# Any campsites nr Bilbao ferry?



## Mike48 (May 1, 2005)

Anything open at this time of the year. Approaching the ferry port from the Burgos area.


----------



## Grizzly (May 9, 2005)

Mike: does it have to be a campsite ?

Motorhomes can and do overnight on the dockside in Bilbao, with the full consent of BF

There is also the aire in the town square of Vittoria Gasteiz, where we have overnighted feeling completely safe. There are full services ( except EHU and it is free.

http://www.campercontact.com/fr/campersite/detail/id/11887

The campsite at Burgos- Fuentes Blancas- stays open all year round and is a welcoming stop over.

http://www.campingburgos.com/01_principal.php?lang=EN

G


----------



## mfa (Mar 13, 2008)

Hi

We overnighted on the massive car park in August. Get there before 6.00 - 7.00pm and you can even check-in. If later than the close time people were overnighting in the queue ready for chech-in, in the morning......very safe.

Toilets and coffee available at small cafe near dockside.....

Cheers


Mark


----------



## wug (May 19, 2011)

Another vote for the aire at Vitoria-Gasteiz. We've stayed there a couple of times no problem. Great baker opposite and a short walk to a decent park for a stroll.


----------



## Mike48 (May 1, 2005)

Thanks all. The aire it is preceded by my regular stop at Fuentes Blancas in Burgos.


----------



## peejay (May 10, 2005)

Hi,

Might not affect you but just be aware that the servicepoint facilities at Vitoria Gasteiz are not available on Wed mornings between 0830 - 1430 because of the market. Any grey or black water emptying is forbidden during this period.

Just for info there is another aire at Miranda De Ebro on your route up which also has free facilities but the overnight parking area isn't particularly nice.

Info and coords...

http://www.motorhomefacts.com/modules.php?name=Campsites&op=display_results&csid=12056

http://www.motorhomefacts.com/modules.php?name=Campsites&op=display_results&csid=12064

Pete


----------



## ob1 (Sep 25, 2007)

There's an all year round campsite at Haro, between Burgos and Bilbao, that we have used in the past. One hour to/from Bilbao.


----------



## makems (Jul 26, 2010)

If you fancy spending a day in Bilbao there is a good wild spot we found last year. 
We had details of an aire just outside the city but they wanted 16 euros a night. It was next to a big free public car park so we decided to wild it for a couple of days in the car park along with a few other vans (mostly German). 
The day we left it looked like they were closing the aire - office boarded up, gates padlocked. I'm not surprised at the price they were charging.
The Police came by a couple of times but didn't seem bothered.
There are no facilities so make sure you arrive with a full water tank and empty toilet cassette!
The car park is actually in a great place on top of a hill overlooking the city. The No58 bus passes by which will take you into the city - you want the bus stop on the opposite side of the road to the car park ie travelling to right to left as you look at the city. It's about 30 minutes to the nearest point to the Guggenheim. Basically you get off the bus when you cross the river and walk about a mile along the river bank to the museum. It's a pleasant walk.
Coordinates:
N 43º 15' 34" 
E 2º 57' 49"


----------



## teemyob (Nov 22, 2005)

ob1 said:


> There's an all year round campsite at Haro, between Burgos and Bilbao, that we have used in the past. One hour to/from Bilbao.

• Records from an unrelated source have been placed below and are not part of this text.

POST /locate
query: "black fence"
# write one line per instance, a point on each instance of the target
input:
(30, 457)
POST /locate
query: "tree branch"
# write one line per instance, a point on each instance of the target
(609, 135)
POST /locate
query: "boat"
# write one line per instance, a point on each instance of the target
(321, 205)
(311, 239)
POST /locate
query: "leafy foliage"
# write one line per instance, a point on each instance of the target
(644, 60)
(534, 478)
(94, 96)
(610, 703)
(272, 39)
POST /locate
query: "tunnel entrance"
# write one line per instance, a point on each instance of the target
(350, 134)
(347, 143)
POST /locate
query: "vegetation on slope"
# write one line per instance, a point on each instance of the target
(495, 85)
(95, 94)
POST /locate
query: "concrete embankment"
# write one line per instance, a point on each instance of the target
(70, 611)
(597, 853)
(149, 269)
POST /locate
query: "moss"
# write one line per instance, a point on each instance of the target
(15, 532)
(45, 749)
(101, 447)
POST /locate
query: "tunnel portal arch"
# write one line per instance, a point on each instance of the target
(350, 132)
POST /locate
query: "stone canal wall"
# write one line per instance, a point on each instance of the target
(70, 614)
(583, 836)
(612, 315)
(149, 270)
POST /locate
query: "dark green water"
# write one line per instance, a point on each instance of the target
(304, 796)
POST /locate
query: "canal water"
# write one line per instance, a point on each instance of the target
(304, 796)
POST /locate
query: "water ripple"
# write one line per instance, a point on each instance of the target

I would just point out that Haro has limited Spaces for large MH's.

We have been twice this year. In the big MH and the new smaller one. Second time around, no space for larger MH's. Even on the large field.


----------



## Grizzly (May 9, 2005)

ob1 said:


> There's an all year round campsite at Haro, between Burgos and Bilbao, that we have used in the past. One hour to/from Bilbao.


Haro is not year round. It closes from early December to late January. One of the Clubs- can't remember which- I think has it on the Open All Year list and guarantees you a place there if you book it with them.

Bilbao aire is also ( very) seasonal; it opens from mid April to mid October and is boarded up for the rest of the year ie when all the snowbirders might want to use it after or before a ferry crossing.

G


----------



## ob1 (Sep 25, 2007)

Grizzly said:


> ob1 said:
> 
> 
> > There's an all year round campsite at Haro, between Burgos and Bilbao, that we have used in the past. One hour to/from Bilbao.
> ...


----------------

I should have made clear that the all year campsite is Camping De La Rioja (42.53017 -2.92173) about five miles from Haro itself. There is another site right in Haro but as Grissly says its not open all year.

Ron


----------



## Grizzly (May 9, 2005)

ob1 said:


> Grizzly said:
> 
> 
> > ob1 said:
> ...


Thanks Ron, worth knowing about de la Rioja, not one I'd heard of.

G


----------



## teemyob (Nov 22, 2005)

makems said:


> If you fancy spending a day in Bilbao there is a good wild spot we found last year.
> We had details of an aire just outside the city but they wanted 16 euros a night. It was next to a big free public car park so we decided to wild it for a couple of days in the car park along with a few other vans (mostly German).
> The day we left it looked like they were closing the aire - office boarded up, gates padlocked. I'm not surprised at the price they were charging.
> The Police came by a couple of times but didn't seem bothered.
> ...


Is €16 really that bad?

So for around £12.70. The Local council/authority provide motorhome facilities. A place where you can park for I would imagine 24 hours in a reasonably safe surroundings.

Less than a penny a minute. If we park in Manchester city centre in our car. The average is around 10p a minute with some places charging 40p a minute.

For us, we would happily pay the 1p a minute and be safe in the knowledge that we are contributing to the local area and be able to legally and safely have a wee dram before bedtime.

TM


----------